Agatha Award-nominated Sharon Kahn serves up a fresh batch of Chanukah chutzpah -- and murder -- on the rails, as the Temple Rita Choir travels through the Canadian Rockies in this laugh-out-loud kosher cozy.

Trouble is brewing in Temple Rita. First, the choir's upcoming excursion to Banff and Lake Louise is in serious jeopardy when sagging latke sales don't raise enough money for the scenic train trip. Resident busybody Essie Sue thinks that hiring Bitsy, an aging peroxide-blond tart of a party planner, can help solve their problems. Ruby, our widowed heroine, disagrees, and all Bitsy manages to do is spend more money the temple doesn't have on a pathetic Chanukah concert.

To make matters worse, Temple Rita's star soprano, Serena Salit, collapses right before her number. She's rushed to the hospital but later dies of heart failure. Ruby steps in quickly to support Serena's good friend Rose, a move that gets her right where she wants to be -- in the path of the gossip -- when Rose discovers some disturbing entries in Serena's electronic diary. In a file titled "Spiritual," Rose discovers secrets her friend never told her: that she was having an affair with the smarmy choir leader Andre and was involved in a neo-Kabbalistic cult. But what led her to write in her last entry, "They're frightening me"? And did "they" kill her?
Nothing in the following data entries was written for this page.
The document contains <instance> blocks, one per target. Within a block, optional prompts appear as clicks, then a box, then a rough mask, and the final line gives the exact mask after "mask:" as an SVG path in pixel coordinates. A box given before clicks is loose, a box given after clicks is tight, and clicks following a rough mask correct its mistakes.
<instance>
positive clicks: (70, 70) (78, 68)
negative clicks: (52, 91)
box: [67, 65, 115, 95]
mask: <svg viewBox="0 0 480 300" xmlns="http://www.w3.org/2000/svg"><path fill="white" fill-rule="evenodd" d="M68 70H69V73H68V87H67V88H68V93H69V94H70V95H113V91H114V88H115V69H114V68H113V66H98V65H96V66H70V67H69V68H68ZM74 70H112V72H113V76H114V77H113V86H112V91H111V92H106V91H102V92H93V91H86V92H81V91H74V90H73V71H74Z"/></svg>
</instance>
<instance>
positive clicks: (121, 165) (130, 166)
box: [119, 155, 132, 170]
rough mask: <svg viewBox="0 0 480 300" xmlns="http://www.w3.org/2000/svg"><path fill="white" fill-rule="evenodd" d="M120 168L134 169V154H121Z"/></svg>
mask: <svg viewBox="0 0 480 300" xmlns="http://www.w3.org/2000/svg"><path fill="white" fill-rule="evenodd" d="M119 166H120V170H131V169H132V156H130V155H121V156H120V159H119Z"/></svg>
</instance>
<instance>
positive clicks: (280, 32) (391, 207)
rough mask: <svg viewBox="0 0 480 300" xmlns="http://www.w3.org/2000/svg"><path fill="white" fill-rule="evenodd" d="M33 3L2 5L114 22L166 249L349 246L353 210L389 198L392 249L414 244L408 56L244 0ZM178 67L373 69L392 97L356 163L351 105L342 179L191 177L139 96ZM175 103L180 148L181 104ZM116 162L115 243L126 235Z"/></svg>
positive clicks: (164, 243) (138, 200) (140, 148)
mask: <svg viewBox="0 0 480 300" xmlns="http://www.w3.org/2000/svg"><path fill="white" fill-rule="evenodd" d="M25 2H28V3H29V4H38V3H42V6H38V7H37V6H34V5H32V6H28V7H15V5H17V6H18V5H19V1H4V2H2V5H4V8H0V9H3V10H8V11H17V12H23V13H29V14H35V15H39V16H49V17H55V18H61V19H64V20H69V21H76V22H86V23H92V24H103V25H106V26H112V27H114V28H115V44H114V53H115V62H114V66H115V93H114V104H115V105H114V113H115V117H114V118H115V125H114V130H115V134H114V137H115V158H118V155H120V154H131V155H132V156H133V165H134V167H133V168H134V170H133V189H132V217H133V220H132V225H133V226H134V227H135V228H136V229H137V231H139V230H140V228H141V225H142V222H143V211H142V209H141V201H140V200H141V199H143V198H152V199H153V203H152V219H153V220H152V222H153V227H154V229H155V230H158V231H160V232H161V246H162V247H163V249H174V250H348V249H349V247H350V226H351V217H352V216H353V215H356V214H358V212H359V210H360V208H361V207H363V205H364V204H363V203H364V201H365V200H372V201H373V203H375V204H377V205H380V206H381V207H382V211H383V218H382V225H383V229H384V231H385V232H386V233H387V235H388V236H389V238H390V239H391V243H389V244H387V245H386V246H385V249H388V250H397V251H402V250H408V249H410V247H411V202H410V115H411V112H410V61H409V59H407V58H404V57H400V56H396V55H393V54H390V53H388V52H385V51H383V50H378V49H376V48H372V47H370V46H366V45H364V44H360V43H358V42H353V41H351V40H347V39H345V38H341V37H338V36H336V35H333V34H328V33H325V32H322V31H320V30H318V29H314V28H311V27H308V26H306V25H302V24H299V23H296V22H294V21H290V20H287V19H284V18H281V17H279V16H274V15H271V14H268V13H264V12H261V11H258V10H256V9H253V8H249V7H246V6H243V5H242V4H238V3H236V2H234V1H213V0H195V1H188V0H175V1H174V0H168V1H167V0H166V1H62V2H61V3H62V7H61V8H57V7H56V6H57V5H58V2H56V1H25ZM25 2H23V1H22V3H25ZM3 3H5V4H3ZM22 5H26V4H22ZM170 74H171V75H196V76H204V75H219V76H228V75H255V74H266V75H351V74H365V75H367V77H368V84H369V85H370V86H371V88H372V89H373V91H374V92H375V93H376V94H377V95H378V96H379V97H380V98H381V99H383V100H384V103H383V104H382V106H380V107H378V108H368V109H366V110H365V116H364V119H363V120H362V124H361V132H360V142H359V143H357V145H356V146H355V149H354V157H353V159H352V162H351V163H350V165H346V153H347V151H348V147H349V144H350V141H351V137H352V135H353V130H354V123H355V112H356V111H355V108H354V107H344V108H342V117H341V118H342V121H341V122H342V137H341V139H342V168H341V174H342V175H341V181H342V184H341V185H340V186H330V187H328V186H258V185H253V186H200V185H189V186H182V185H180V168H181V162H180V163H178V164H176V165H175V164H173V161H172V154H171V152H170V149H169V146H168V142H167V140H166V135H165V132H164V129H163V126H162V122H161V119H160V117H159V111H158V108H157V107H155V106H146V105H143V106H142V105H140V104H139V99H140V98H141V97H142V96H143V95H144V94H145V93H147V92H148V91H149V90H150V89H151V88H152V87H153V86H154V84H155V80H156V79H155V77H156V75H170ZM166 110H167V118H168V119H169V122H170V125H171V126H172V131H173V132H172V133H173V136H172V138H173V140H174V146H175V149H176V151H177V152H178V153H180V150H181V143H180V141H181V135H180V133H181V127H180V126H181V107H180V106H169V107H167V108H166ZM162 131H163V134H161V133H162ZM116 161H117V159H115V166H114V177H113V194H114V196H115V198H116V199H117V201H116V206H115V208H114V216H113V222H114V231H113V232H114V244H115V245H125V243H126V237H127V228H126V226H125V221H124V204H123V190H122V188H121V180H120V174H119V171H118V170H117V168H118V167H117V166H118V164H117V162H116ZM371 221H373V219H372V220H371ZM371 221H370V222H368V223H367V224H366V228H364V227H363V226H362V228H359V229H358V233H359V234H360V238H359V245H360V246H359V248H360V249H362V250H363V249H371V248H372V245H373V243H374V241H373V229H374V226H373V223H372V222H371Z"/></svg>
Despite everything, Essie Sue insists the choir take their trip "in Serena's honor," and the whole Temple Rita group, minus the traumatized Rose, complies. While aboard the train, Ruby's suspicions of murder are confirmed by a call from her policeman boyfriend -- he tells her that poison, not heart failure, caused Serena's death.
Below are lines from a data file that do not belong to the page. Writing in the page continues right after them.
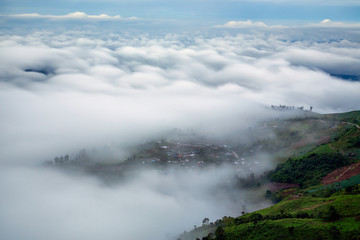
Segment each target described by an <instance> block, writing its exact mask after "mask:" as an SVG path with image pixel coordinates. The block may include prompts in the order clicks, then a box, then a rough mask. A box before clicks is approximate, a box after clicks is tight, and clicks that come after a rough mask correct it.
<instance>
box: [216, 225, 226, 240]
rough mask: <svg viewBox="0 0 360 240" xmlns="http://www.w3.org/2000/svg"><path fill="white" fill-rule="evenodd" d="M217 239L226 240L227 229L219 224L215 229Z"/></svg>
mask: <svg viewBox="0 0 360 240" xmlns="http://www.w3.org/2000/svg"><path fill="white" fill-rule="evenodd" d="M215 240H225V230H224V228H223V227H221V226H218V227H217V228H216V230H215Z"/></svg>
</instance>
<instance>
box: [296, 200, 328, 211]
mask: <svg viewBox="0 0 360 240" xmlns="http://www.w3.org/2000/svg"><path fill="white" fill-rule="evenodd" d="M333 201H335V200H330V201H327V202H322V203H319V204H315V205H313V206H311V207H308V208H303V209H302V210H312V209H314V208H317V207H320V206H322V205H324V204H327V203H330V202H333Z"/></svg>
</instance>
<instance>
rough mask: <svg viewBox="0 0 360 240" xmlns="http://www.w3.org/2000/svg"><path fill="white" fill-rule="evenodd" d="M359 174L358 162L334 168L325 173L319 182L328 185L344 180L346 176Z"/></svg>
mask: <svg viewBox="0 0 360 240" xmlns="http://www.w3.org/2000/svg"><path fill="white" fill-rule="evenodd" d="M359 174H360V162H358V163H354V164H351V165H349V166H346V167H342V168H338V169H336V170H334V171H333V172H331V173H329V174H328V175H326V176H325V177H324V178H323V179H322V180H321V183H322V184H324V185H329V184H333V183H336V182H341V181H344V180H346V179H348V178H351V177H353V176H356V175H359Z"/></svg>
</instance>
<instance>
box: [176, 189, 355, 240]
mask: <svg viewBox="0 0 360 240" xmlns="http://www.w3.org/2000/svg"><path fill="white" fill-rule="evenodd" d="M359 203H360V195H339V196H332V197H329V198H314V197H303V198H299V199H296V200H285V201H282V202H281V203H278V204H276V205H274V206H272V207H269V208H266V209H262V210H259V211H256V212H253V213H249V214H245V215H243V216H241V217H238V218H223V219H222V220H220V221H218V222H217V223H216V224H214V225H212V226H211V225H206V226H202V227H199V228H197V229H196V230H194V231H193V232H191V233H187V234H184V235H183V236H182V237H181V238H182V239H183V240H189V239H193V240H195V238H196V237H198V238H200V239H201V236H206V235H207V234H208V233H209V232H215V229H216V228H217V227H218V226H222V227H224V229H225V235H226V239H227V240H235V239H236V240H237V239H357V238H356V236H360V220H359V216H360V204H359ZM329 206H333V207H335V209H336V210H337V212H338V213H339V214H340V219H338V220H336V221H325V220H323V219H322V218H323V217H324V216H326V214H327V213H328V211H329ZM304 213H307V214H308V215H309V216H307V217H304V218H301V217H299V216H298V217H296V216H297V215H299V214H304ZM257 214H261V216H262V217H263V220H258V221H252V220H251V219H252V218H253V216H256V215H257ZM277 218H278V219H277Z"/></svg>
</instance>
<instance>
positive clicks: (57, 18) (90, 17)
mask: <svg viewBox="0 0 360 240" xmlns="http://www.w3.org/2000/svg"><path fill="white" fill-rule="evenodd" d="M3 16H7V17H10V18H19V19H51V20H98V21H101V20H107V21H119V20H137V18H136V17H130V18H123V17H121V16H120V15H115V16H109V15H107V14H99V15H89V14H86V13H84V12H72V13H69V14H66V15H42V14H38V13H23V14H12V15H3Z"/></svg>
Ruby considerseveryone in the Temple Rita Choir a suspect -- from the tenor Andre to Serena's ex, the baritone -- but not even she could imagine that her trip through the Rockies would end with a body thrown from the train and a ride on the ski lift from hell. From latkes and lovers to lunatics and Lake Louise, "Out of the Frying Pan, Into the Choir" has everything it needs to be a great, quirky addition to this sidesplitting series.